Pourtant je n'ai pas perdu confiance. Tôt plutôt que tard je travaillerai. Dans 5 jours au plus, c'est encore tôt, même quand on a été d'une regrettable paresse. Je laisse là si ma paresse était justifiable ou non; d'ailleurs la seule personne envers qui je sentirais le besoin de la justifier, c'est vous. Et vous me semblez beaucoup trop occupée pour le moment pour vous en mêler, je garde donc ma quiétude à ce sujet.

Pourtant, écoutez, j'ai un projet qui aura votre approbation peut-être. Dès que je serai installé très à mon aise à Melrose je veux introduire dans mon régime de travail la traduction en hollandais du roman de votre père La Porte de l'Amour et de la Mort. Il me plaît beaucoup et il est très difficile à rendre en autre langue. Eh bien, si ceci peut vous intéresser, je vous promets de vous donner avant mon départ une traduction finie et travaillée sérieusement de ce roman.
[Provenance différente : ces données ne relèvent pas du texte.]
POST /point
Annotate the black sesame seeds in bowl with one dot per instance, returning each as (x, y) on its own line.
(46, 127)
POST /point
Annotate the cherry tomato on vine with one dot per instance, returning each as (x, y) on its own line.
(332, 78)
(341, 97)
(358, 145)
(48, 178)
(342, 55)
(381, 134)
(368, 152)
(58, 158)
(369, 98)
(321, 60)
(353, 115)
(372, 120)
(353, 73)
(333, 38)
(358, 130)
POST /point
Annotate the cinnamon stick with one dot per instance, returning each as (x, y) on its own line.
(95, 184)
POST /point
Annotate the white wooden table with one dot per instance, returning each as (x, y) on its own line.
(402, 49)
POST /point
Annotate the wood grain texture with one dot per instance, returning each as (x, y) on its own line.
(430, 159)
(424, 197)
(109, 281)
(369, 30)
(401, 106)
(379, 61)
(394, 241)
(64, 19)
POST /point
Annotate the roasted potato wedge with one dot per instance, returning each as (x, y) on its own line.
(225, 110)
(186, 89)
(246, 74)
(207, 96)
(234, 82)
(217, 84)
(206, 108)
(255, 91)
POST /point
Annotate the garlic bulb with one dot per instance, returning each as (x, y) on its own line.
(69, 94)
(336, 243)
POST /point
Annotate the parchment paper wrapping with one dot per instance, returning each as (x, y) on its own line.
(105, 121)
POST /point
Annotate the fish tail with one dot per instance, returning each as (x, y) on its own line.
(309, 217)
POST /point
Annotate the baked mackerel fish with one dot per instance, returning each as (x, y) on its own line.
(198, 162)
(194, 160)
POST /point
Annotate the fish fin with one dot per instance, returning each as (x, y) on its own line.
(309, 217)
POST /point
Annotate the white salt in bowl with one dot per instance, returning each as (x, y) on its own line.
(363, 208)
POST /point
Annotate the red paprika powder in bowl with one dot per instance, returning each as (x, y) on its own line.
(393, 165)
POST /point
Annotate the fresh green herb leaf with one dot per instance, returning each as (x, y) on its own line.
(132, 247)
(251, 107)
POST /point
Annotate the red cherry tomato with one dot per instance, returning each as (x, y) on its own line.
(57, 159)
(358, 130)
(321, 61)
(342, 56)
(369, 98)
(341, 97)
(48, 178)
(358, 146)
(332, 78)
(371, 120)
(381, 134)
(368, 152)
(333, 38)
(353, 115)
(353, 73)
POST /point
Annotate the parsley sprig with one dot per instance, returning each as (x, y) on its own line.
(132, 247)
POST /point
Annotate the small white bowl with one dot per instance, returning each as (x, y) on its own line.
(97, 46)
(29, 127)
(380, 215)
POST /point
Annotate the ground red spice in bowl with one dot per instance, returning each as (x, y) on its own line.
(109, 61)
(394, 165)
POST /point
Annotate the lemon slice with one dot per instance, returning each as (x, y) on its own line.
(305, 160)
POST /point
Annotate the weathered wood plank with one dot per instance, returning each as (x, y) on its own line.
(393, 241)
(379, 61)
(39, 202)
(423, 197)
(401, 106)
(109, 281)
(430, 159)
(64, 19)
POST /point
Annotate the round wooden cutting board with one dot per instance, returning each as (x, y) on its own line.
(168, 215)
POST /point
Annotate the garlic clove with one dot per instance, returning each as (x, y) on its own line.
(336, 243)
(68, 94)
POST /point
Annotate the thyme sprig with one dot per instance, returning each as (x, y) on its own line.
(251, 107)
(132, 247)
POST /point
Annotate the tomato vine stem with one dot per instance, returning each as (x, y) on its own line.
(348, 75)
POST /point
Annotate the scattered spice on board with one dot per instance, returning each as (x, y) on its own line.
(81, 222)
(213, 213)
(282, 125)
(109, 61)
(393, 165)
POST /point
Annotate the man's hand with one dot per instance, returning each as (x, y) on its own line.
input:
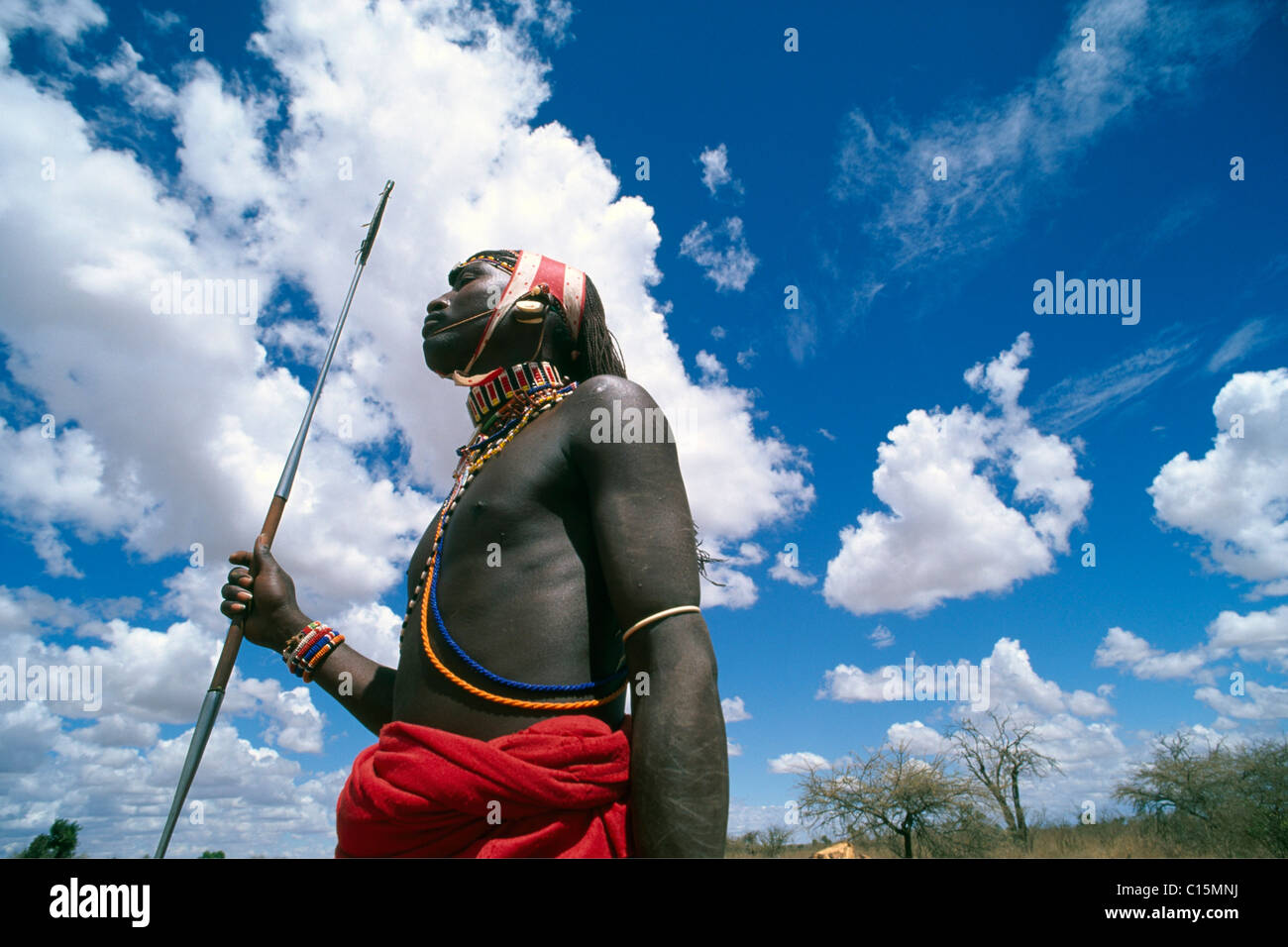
(263, 595)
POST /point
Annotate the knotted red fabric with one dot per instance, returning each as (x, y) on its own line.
(554, 789)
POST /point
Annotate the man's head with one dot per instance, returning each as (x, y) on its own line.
(506, 307)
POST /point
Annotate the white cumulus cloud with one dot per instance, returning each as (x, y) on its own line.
(949, 532)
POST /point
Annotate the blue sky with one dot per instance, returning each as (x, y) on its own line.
(949, 512)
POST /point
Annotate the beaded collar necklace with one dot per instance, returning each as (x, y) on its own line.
(500, 392)
(513, 398)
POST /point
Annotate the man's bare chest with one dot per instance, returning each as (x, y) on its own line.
(520, 514)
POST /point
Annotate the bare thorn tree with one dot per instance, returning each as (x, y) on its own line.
(896, 793)
(999, 755)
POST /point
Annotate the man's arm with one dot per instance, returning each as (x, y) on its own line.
(644, 535)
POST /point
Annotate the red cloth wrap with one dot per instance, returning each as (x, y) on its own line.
(419, 792)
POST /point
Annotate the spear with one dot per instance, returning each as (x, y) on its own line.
(228, 656)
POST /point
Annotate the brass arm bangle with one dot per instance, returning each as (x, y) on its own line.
(657, 616)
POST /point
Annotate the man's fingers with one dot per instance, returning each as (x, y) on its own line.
(235, 592)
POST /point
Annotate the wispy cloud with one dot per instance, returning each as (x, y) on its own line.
(1074, 401)
(1243, 342)
(722, 253)
(715, 169)
(1001, 154)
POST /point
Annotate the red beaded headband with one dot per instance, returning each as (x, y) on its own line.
(531, 273)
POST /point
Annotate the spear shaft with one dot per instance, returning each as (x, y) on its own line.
(232, 643)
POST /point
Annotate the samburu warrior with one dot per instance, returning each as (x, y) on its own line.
(559, 573)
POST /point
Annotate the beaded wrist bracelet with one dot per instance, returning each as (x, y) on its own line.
(305, 652)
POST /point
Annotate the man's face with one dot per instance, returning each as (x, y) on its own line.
(456, 320)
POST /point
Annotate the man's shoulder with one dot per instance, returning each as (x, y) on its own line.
(600, 402)
(603, 390)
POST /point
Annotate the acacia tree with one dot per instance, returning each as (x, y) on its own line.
(999, 755)
(59, 841)
(914, 801)
(1229, 799)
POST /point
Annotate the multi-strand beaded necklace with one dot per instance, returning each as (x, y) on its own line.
(501, 405)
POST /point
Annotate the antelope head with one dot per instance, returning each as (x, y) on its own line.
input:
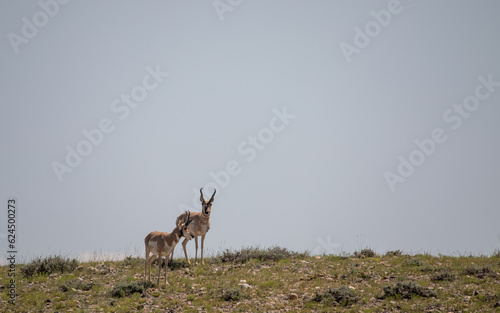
(206, 206)
(183, 227)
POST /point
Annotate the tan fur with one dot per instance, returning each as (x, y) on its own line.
(199, 227)
(163, 244)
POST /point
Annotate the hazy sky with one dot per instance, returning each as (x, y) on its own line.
(325, 126)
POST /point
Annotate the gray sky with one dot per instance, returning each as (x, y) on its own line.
(326, 126)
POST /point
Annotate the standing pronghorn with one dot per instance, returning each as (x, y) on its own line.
(200, 225)
(162, 244)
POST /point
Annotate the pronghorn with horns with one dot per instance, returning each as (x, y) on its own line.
(162, 244)
(200, 225)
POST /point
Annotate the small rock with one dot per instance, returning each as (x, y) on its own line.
(293, 296)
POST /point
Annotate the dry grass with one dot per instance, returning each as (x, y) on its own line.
(265, 280)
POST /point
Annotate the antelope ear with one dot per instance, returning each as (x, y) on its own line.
(212, 198)
(201, 196)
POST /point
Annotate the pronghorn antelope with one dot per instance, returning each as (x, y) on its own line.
(200, 225)
(162, 244)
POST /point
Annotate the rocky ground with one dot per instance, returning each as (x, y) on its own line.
(263, 281)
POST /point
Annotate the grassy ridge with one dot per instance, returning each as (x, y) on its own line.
(262, 280)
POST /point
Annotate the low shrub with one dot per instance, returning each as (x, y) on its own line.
(365, 253)
(343, 295)
(444, 275)
(246, 254)
(128, 288)
(49, 265)
(406, 290)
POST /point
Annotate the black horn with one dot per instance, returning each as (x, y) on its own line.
(212, 199)
(201, 196)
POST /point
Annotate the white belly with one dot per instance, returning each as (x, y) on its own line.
(154, 249)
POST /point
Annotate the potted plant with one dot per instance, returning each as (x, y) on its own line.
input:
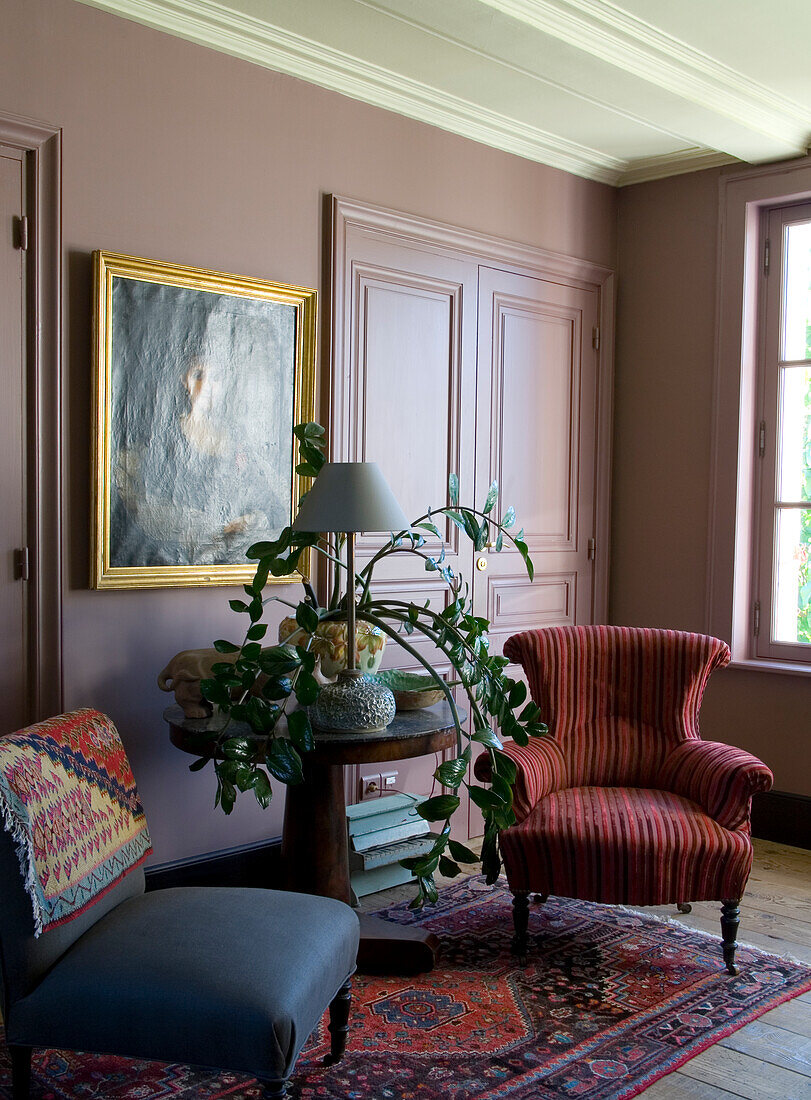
(259, 685)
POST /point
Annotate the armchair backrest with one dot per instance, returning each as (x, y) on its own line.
(72, 839)
(617, 699)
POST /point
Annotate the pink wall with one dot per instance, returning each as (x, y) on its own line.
(664, 394)
(174, 152)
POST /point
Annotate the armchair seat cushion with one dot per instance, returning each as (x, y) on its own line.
(174, 975)
(625, 845)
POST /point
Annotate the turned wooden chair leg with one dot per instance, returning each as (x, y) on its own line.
(730, 922)
(20, 1071)
(339, 1024)
(521, 924)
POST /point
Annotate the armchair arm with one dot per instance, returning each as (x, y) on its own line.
(719, 777)
(541, 769)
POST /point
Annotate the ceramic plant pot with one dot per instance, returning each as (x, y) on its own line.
(330, 645)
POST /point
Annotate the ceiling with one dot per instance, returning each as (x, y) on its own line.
(615, 94)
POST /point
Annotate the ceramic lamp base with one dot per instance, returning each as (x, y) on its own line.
(353, 704)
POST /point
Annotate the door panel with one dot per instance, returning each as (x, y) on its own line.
(405, 397)
(536, 437)
(537, 385)
(13, 641)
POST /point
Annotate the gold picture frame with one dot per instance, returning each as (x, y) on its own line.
(199, 377)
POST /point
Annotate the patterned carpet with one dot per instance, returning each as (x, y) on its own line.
(609, 1002)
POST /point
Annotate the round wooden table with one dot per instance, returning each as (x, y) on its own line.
(314, 843)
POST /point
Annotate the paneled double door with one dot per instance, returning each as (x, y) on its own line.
(448, 361)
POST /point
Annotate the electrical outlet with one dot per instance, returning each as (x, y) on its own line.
(371, 787)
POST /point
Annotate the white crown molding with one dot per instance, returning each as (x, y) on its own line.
(672, 164)
(622, 40)
(212, 24)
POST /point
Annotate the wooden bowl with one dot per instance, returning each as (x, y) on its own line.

Nous pourrons demander une introduction pour le livre à Henri Borel, dont je vous ai parlé, (c'est l'homme qui a écrit le premier article sur votre papa dans le numéro de Wendingen,) et sinon, M.J.Th. Moll, officiel aux Indes pour affaires chinoises, que je connais assez bien, ne me la refusera pas. Je vais plus loin: ne trouverez vous pas moyen de faire quelques illustrations? voilà ce qui sera chique! Je fais peut-être des chateaux en Espagne, n'importe, je vous donnerai cette traduction pour en faire ce que bon vous semblerez. Utile ou inutile, ça n'a aucune importance pour moi: le travail me plaît, et étant toujours un peu ‘poète’ je suis assez sentimental de croire que ce travail sera le meilleur souvenir que je pourrai vous offrir quand nous nous quitterons. En deux mois, trois au plus, une traduction comme celle-ci pourra être finie; vous l'aurez donc en octobre au plus tard, je m'engage à cela. Acceptez-vous?

Ecrivez-moi bien vite, ma chère amie, j'ai hâte de vous lire. Je suis à vous,

Eddy

- Jeffay vous envoie ses amitiés.

NOTE après événements tragiques (Nous revenons après-demain, vendredi, à Bruxelles. Ecrivez-moi au pension Melrose, 90 rue Gachard, quand vous pouvez me recevoir.)